You (developer): “Before we estimate, can we clarify what types of notifications? Email only, or also in-app and push?”
Product Owner: “Good point. Let’s say email and in-app for now. Push can be later.”
You: “Okay, in that case I’d say 8 points. There’s some backend work and we’ll need to handle edge cases for notification preferences.”
Team Lead: “I was thinking 5. What’s driving the extra points?”
You: “The user preference logic — it’s not straightforward. Users can turn off individual types, and that state needs to sync across devices.”
Team Lead: “Fair point. Let’s go with 8.”
Notice how you: asked clarifying questions, gave a number with reasoning, and defended your estimate calmly.
Retrospective: Raising a Sensitive Issue
Scrum Master: “What didn’t go well this sprint?”
You: “I want to raise something around communication. A few times, I got requirements mid-sprint that changed the ticket scope. It caused some rework.”
Product Owner: “Sorry about that — there were last-minute changes from the client.”
You: “I understand. I just think if we had a freeze on requirements 2 days before sprint start, it would help the team plan better.”
Scrum Master: “That’s a good suggestion. Let’s add it as an action item.”
You raised a real problem, acknowledged the other side, and offered a concrete solution. This is how strong communicators do it.
Common Mistakes Vietnamese Speakers Make
1. Being Too Polite When Estimating
❌ “I think maybe perhaps this could be around 5 points… but I’m not sure.”
✓ “I’d estimate 5 points. There are some unknowns, so it could slip to 8.”
Be direct. Agile teams value clear estimates, not hedged non-answers.
2. Saying “No problem” to Everything
❌ “Can we add this to the sprint?” → “No problem!”
✓ “We can, but it’ll push something else. Which do you want to deprioritize?”
Protect the sprint capacity. It’s your job as a developer to flag trade-offs.
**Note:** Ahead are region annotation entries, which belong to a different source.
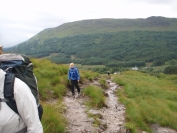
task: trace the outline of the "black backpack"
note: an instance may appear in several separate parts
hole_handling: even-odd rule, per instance
[[[16,102],[14,100],[14,79],[19,78],[25,82],[31,89],[38,106],[38,114],[42,119],[43,107],[39,103],[39,92],[37,79],[33,74],[33,64],[30,59],[19,54],[2,54],[0,55],[0,68],[6,72],[4,82],[4,97],[7,99],[7,105],[18,114]]]

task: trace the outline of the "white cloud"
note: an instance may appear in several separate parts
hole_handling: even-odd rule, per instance
[[[10,47],[46,28],[84,19],[177,18],[175,0],[4,0],[0,4],[0,45]]]

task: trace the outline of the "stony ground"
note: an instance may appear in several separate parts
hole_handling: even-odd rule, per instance
[[[66,105],[65,115],[69,122],[67,133],[129,133],[123,125],[126,108],[119,103],[118,97],[115,95],[115,91],[118,91],[120,87],[111,80],[107,80],[107,83],[109,87],[105,89],[106,107],[100,110],[88,109],[84,105],[86,97],[83,94],[73,98],[70,92],[68,92],[64,97]],[[99,86],[96,80],[90,84]],[[99,116],[97,121],[100,124],[94,124],[95,120],[88,117],[88,114]],[[172,129],[163,128],[156,124],[152,125],[152,128],[153,133],[177,133]],[[142,133],[146,132],[143,131]]]

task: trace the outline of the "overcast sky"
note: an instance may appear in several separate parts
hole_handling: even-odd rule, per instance
[[[177,18],[177,0],[0,0],[0,45],[17,45],[67,22],[150,16]]]

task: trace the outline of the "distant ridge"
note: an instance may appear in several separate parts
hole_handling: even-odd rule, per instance
[[[176,36],[177,18],[91,19],[44,29],[5,50],[56,63],[144,65],[177,59]]]

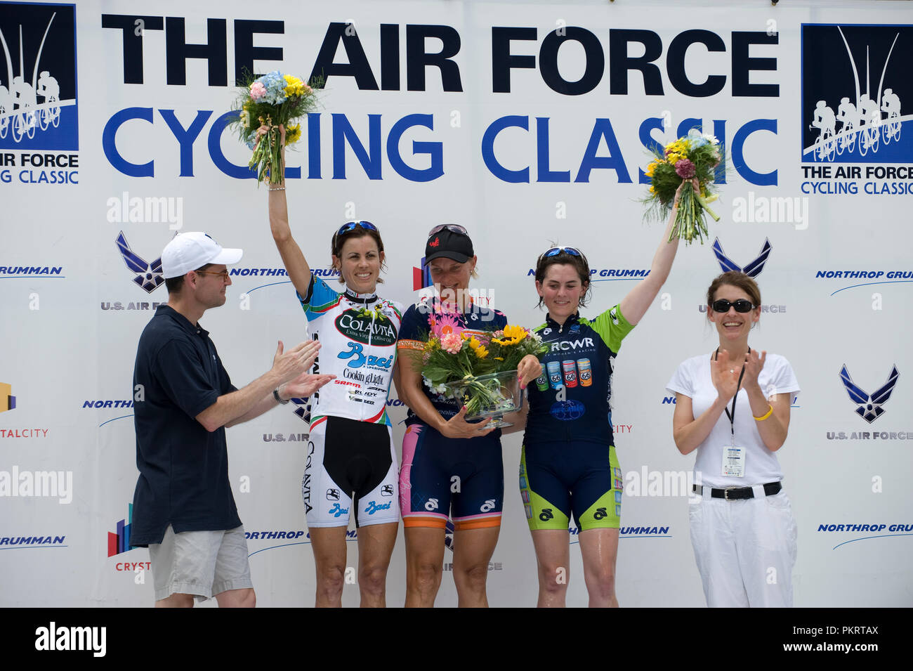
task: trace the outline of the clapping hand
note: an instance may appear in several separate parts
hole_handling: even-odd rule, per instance
[[[526,389],[527,385],[542,374],[542,364],[539,359],[532,354],[527,354],[520,360],[517,366],[517,377],[519,378],[519,388]]]
[[[310,373],[301,373],[294,380],[279,386],[279,397],[288,398],[307,398],[331,380],[335,380],[335,375],[312,375]]]
[[[745,355],[745,376],[742,378],[742,386],[754,386],[758,383],[758,375],[761,374],[766,359],[767,351],[759,354],[757,350],[749,351]]]
[[[729,353],[726,350],[718,351],[710,360],[710,379],[723,401],[729,401],[739,391],[741,366],[741,362],[729,361]]]

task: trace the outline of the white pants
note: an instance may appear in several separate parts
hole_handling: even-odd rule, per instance
[[[691,545],[710,608],[792,606],[796,523],[790,499],[755,486],[755,498],[692,497]],[[759,497],[759,493],[761,496]]]

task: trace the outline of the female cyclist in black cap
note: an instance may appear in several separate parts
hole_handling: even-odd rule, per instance
[[[503,329],[503,312],[483,307],[467,291],[476,277],[472,240],[459,225],[428,233],[425,262],[436,296],[403,315],[401,351],[420,352],[437,329],[467,335]],[[409,406],[400,469],[400,508],[406,547],[406,606],[432,606],[441,584],[447,518],[453,518],[454,582],[460,606],[487,606],[488,561],[498,542],[504,503],[499,429],[467,422],[466,408],[423,383],[419,369],[398,369],[396,385]],[[519,429],[523,418],[506,419]],[[515,429],[515,430],[516,430]]]

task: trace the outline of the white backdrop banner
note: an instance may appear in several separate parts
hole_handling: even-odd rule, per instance
[[[589,257],[584,314],[621,300],[662,235],[638,202],[650,148],[716,135],[722,219],[679,248],[617,359],[619,602],[704,603],[693,456],[673,443],[665,385],[716,346],[701,306],[711,278],[755,264],[751,345],[787,357],[803,390],[778,453],[799,523],[795,604],[911,605],[910,5],[616,5],[0,2],[0,605],[153,601],[148,550],[129,547],[131,384],[175,232],[245,250],[226,304],[202,320],[236,384],[269,368],[278,340],[302,339],[266,190],[226,130],[236,78],[274,69],[326,78],[288,170],[315,273],[334,282],[332,232],[369,219],[387,250],[383,295],[413,302],[425,234],[461,224],[474,288],[529,327],[544,320],[531,268],[552,244]],[[394,394],[388,405],[400,444],[404,408]],[[260,605],[313,603],[305,414],[292,404],[227,432]],[[503,441],[492,605],[536,602],[520,439]],[[437,603],[454,605],[445,556]],[[572,559],[568,601],[582,605],[576,544]],[[390,604],[404,580],[401,535]],[[343,602],[357,604],[357,584]]]

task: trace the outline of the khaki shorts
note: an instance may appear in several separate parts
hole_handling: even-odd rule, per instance
[[[254,586],[243,526],[226,531],[174,533],[169,525],[162,542],[149,545],[149,558],[155,601],[193,594],[199,602]]]

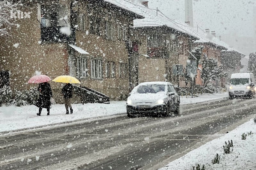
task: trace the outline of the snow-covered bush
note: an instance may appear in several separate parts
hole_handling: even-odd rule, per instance
[[[10,11],[17,12],[21,5],[21,1],[2,0],[0,1],[0,36],[9,34],[10,27],[14,25],[16,20],[10,16]]]
[[[216,153],[214,159],[212,159],[212,164],[219,164],[220,163],[220,156],[218,153]]]
[[[36,101],[38,94],[36,87],[31,87],[29,90],[23,91],[15,90],[13,93],[9,93],[8,99],[6,100],[5,103],[7,105],[16,106],[34,104]]]
[[[0,106],[2,104],[7,104],[12,99],[12,92],[10,86],[4,85],[0,88]]]
[[[227,143],[227,142],[225,141],[225,145],[223,145],[223,149],[224,150],[224,153],[226,154],[230,153],[233,151],[233,149],[230,149],[231,147],[233,147],[233,141],[231,140],[231,142],[228,141],[228,143]]]
[[[242,140],[245,140],[245,139],[246,139],[246,137],[247,136],[247,135],[246,134],[245,134],[245,133],[244,133],[242,134],[242,135],[241,136],[242,136]]]
[[[27,101],[27,96],[22,92],[19,90],[15,90],[12,99],[8,102],[8,105],[14,105],[16,106],[21,106],[28,105]]]
[[[203,61],[202,76],[204,87],[211,81],[226,77],[228,75],[228,72],[224,71],[222,65],[218,66],[217,60],[212,57],[208,58],[205,55]]]
[[[193,170],[205,170],[205,166],[203,165],[201,167],[201,165],[199,164],[196,164],[195,166],[192,166]]]

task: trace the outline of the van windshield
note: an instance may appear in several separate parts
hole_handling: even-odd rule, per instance
[[[230,84],[234,85],[249,85],[249,78],[231,78],[230,80]]]

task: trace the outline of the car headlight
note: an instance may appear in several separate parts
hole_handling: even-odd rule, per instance
[[[127,104],[131,105],[132,104],[132,100],[129,99],[128,99],[127,100]]]
[[[164,103],[164,100],[160,99],[156,101],[157,104],[162,104]]]

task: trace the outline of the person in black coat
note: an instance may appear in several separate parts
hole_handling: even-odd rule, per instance
[[[50,115],[51,106],[50,99],[52,97],[52,92],[50,84],[48,82],[40,83],[37,90],[40,93],[36,103],[36,106],[39,107],[39,111],[36,115],[41,116],[43,108],[46,108],[47,110],[47,115]]]
[[[64,103],[66,108],[66,114],[69,114],[68,107],[70,109],[70,113],[73,113],[73,109],[71,106],[71,98],[72,98],[72,90],[73,86],[70,83],[66,83],[62,88],[62,92],[64,97]]]

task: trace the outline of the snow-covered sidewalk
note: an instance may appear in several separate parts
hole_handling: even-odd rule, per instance
[[[228,96],[225,93],[204,94],[193,98],[181,96],[181,104],[220,100]],[[126,101],[111,101],[110,104],[73,104],[74,113],[72,115],[65,114],[64,104],[56,104],[52,105],[49,116],[46,115],[46,109],[43,109],[41,116],[36,115],[38,108],[34,105],[3,106],[0,107],[0,133],[125,114],[126,103]]]
[[[243,133],[251,131],[245,140]],[[223,146],[225,142],[232,140],[233,151],[225,154]],[[256,169],[256,124],[253,119],[240,125],[223,136],[208,142],[160,169],[161,170],[193,169],[196,164],[206,166],[206,169]],[[220,155],[219,164],[212,162],[216,155]],[[195,169],[196,168],[195,168]]]

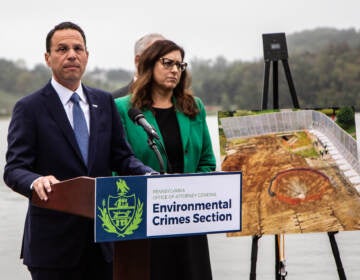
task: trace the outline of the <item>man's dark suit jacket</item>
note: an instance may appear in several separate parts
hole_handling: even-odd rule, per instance
[[[122,97],[122,96],[125,96],[127,94],[130,93],[130,88],[131,88],[131,85],[132,85],[132,81],[130,83],[128,83],[126,86],[122,87],[122,88],[119,88],[118,90],[115,90],[113,93],[112,93],[112,96],[113,98],[118,98],[118,97]]]
[[[8,133],[4,181],[31,198],[31,183],[40,175],[59,180],[78,176],[144,174],[152,171],[137,160],[125,141],[123,127],[110,93],[83,86],[90,110],[88,167],[73,129],[51,83],[17,102]],[[93,242],[93,221],[32,206],[26,215],[21,256],[34,267],[76,265],[83,248]],[[109,244],[102,244],[111,261]]]

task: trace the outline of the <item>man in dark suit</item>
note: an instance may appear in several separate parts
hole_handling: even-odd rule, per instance
[[[47,200],[52,184],[78,176],[111,176],[113,170],[119,175],[152,172],[126,142],[112,95],[81,83],[88,55],[78,25],[55,26],[46,38],[51,81],[14,107],[4,181],[29,199],[38,195]],[[72,111],[74,92],[85,117],[87,149],[78,144],[73,130],[78,114]],[[111,280],[112,246],[93,240],[92,220],[29,203],[21,257],[36,280]]]
[[[133,79],[124,87],[119,88],[118,90],[115,90],[113,92],[113,97],[114,98],[118,98],[121,96],[125,96],[128,93],[131,92],[131,85],[133,83],[133,81],[136,80],[137,77],[137,66],[139,64],[139,58],[141,56],[141,54],[152,45],[152,43],[154,43],[157,40],[165,40],[165,37],[159,33],[149,33],[144,35],[143,37],[141,37],[139,40],[137,40],[135,42],[135,46],[134,46],[134,52],[135,52],[135,57],[134,57],[134,63],[135,63],[135,73],[134,73],[134,77]]]

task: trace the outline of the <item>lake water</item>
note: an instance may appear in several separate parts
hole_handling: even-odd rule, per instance
[[[9,120],[0,119],[0,279],[29,280],[30,275],[19,259],[27,199],[5,186],[2,173],[5,162]],[[219,168],[219,143],[216,117],[209,117]],[[360,231],[335,235],[348,280],[360,279]],[[214,280],[249,279],[251,237],[208,235]],[[274,236],[259,239],[257,279],[275,279]],[[51,248],[49,248],[51,249]],[[287,280],[339,279],[326,233],[288,234],[285,236]]]

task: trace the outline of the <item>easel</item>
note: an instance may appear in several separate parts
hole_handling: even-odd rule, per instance
[[[278,61],[281,60],[284,66],[286,79],[288,82],[293,107],[299,109],[299,102],[296,96],[294,83],[290,73],[288,63],[288,52],[286,46],[285,33],[263,34],[264,47],[264,61],[265,61],[265,75],[264,75],[264,89],[262,98],[262,110],[267,109],[268,91],[269,91],[269,76],[270,64],[273,63],[273,109],[279,109],[279,86],[278,86]],[[336,243],[335,234],[337,232],[328,232],[331,249],[334,255],[338,275],[340,280],[346,280],[345,271],[342,266],[339,249]],[[256,262],[258,252],[258,241],[261,235],[254,235],[252,237],[251,246],[251,266],[250,266],[250,280],[256,280]],[[285,235],[275,235],[275,279],[285,280],[287,275],[285,266]]]

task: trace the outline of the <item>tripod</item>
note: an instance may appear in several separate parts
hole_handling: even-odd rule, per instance
[[[263,47],[264,47],[264,61],[265,61],[265,73],[264,73],[264,89],[262,98],[262,109],[267,109],[268,93],[269,93],[269,78],[270,78],[270,66],[273,64],[273,109],[279,109],[279,75],[278,75],[278,61],[281,60],[286,80],[288,82],[292,102],[294,108],[300,108],[299,102],[296,96],[295,86],[292,80],[289,62],[288,52],[286,46],[285,33],[273,33],[263,34]]]
[[[288,53],[286,46],[285,33],[263,34],[264,46],[264,60],[265,60],[265,75],[264,75],[264,89],[262,98],[262,110],[267,109],[268,91],[269,91],[269,76],[270,64],[273,63],[273,109],[279,109],[279,86],[278,86],[278,61],[281,60],[284,66],[284,71],[290,94],[293,102],[293,107],[299,109],[299,102],[296,96],[295,86],[291,77],[290,67],[288,63]],[[335,259],[336,267],[340,280],[346,280],[344,268],[342,266],[335,234],[337,232],[328,232],[328,237]],[[261,235],[254,235],[251,246],[251,267],[250,280],[256,280],[256,262],[258,241]],[[284,234],[275,235],[275,279],[285,280],[287,275],[285,269],[285,239]]]

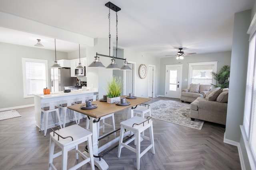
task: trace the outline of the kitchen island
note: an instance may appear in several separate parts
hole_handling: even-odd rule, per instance
[[[40,128],[41,121],[41,108],[42,107],[44,103],[56,100],[61,101],[64,99],[77,98],[98,94],[98,89],[95,88],[90,90],[72,90],[71,92],[68,93],[58,92],[46,95],[34,94],[36,125]]]

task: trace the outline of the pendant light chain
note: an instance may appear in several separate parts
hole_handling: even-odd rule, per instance
[[[109,56],[110,56],[110,8],[108,8],[108,37],[109,37]]]
[[[118,21],[118,18],[117,18],[117,12],[116,12],[116,57],[117,57],[117,39],[118,39],[118,37],[117,36],[117,22]]]

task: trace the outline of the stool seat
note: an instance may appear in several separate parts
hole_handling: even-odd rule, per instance
[[[150,119],[145,119],[138,116],[134,116],[120,123],[121,125],[121,131],[120,132],[120,139],[118,146],[118,150],[117,157],[120,158],[121,155],[122,149],[125,147],[128,149],[136,153],[137,161],[137,169],[140,169],[140,158],[143,156],[150,149],[152,149],[152,152],[155,154],[155,147],[154,141],[154,136],[153,134],[153,123]],[[149,129],[150,137],[141,135],[141,133],[146,129]],[[124,143],[124,129],[128,130],[134,133],[134,136],[131,139]],[[140,152],[140,137],[144,139],[150,141],[150,145],[146,148],[141,153]],[[136,145],[136,149],[134,149],[128,144],[131,142],[134,141],[134,144]]]
[[[94,170],[92,135],[92,132],[77,125],[73,125],[51,132],[49,152],[49,170],[51,170],[52,168],[56,169],[53,163],[53,159],[60,155],[62,155],[62,169],[66,170],[68,152],[75,149],[76,159],[78,159],[79,154],[84,160],[76,164],[69,170],[77,169],[89,162],[91,164],[91,169]],[[78,145],[86,141],[88,146],[88,154],[86,151],[82,152],[78,150]],[[60,147],[62,150],[54,154],[55,144]]]

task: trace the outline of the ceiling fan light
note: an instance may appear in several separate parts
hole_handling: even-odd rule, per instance
[[[41,39],[36,39],[36,40],[37,41],[37,43],[36,43],[36,44],[35,44],[34,45],[35,46],[37,46],[37,47],[44,47],[43,45],[41,43]]]

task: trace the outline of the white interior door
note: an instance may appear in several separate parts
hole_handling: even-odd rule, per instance
[[[166,66],[165,96],[180,98],[182,64]]]
[[[148,67],[148,96],[150,98],[152,98],[153,96],[153,67],[150,66]]]

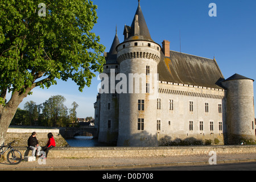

3. Staying Silent in Retrospectives
Many Vietnamese professionals avoid criticizing in public. But retrospectives only work when people are honest.
✓ Use “I noticed that…” or “Something that could help us…” to frame feedback constructively.
4. Translating Directly from Vietnamese
❌ “This ticket is very difficult to do.”
✓ “This ticket has significant complexity — I’d like to spike it first before we commit.”
Agile teams have a vocabulary. Use it.
5. Overusing “Sorry” for Delays
❌ “Sorry, I was late finishing this because the API was unstable.”
✓ “The API had instability issues that blocked me. I’ve flagged it with DevOps and we have a workaround now.”
Own the situation, explain it, and show what you did. Don’t just apologize.
Quick Reference: Power Phrases for Agile Meetings
"I'd push back on that timeline — here's why..."
"Can we timebox this discussion? We're running low on time."
"Let's park that for now and add it to the backlog."
"I want to flag a risk before we commit to this."
"What's the definition of done for this ticket?"
"I can take point on this if no one else is."
"This feels like scope creep — should we create a new ticket?"
"I'm not 100% confident in that estimate without more info."
Practice Exercise
Before your next sprint planning, prepare answers to these questions:
- What did you work on last sprint that took longer than expected? Why?
- Is there any ticket in the backlog that you think is too vague to estimate?
- What’s one thing the team could do differently to move faster?
Practice saying your answers out loud. Even 5 minutes of rehearsal makes a real difference.
Final Thought
Agile meetings are designed to be collaborative, not hierarchical. Your opinion matters — whether you’re junior or senior. The key is to learn the language patterns of Agile, so you can participate fully instead of just observing.
Vietnamese tech professionals often have strong technical skills and good instincts. The goal is to let that come through in English too.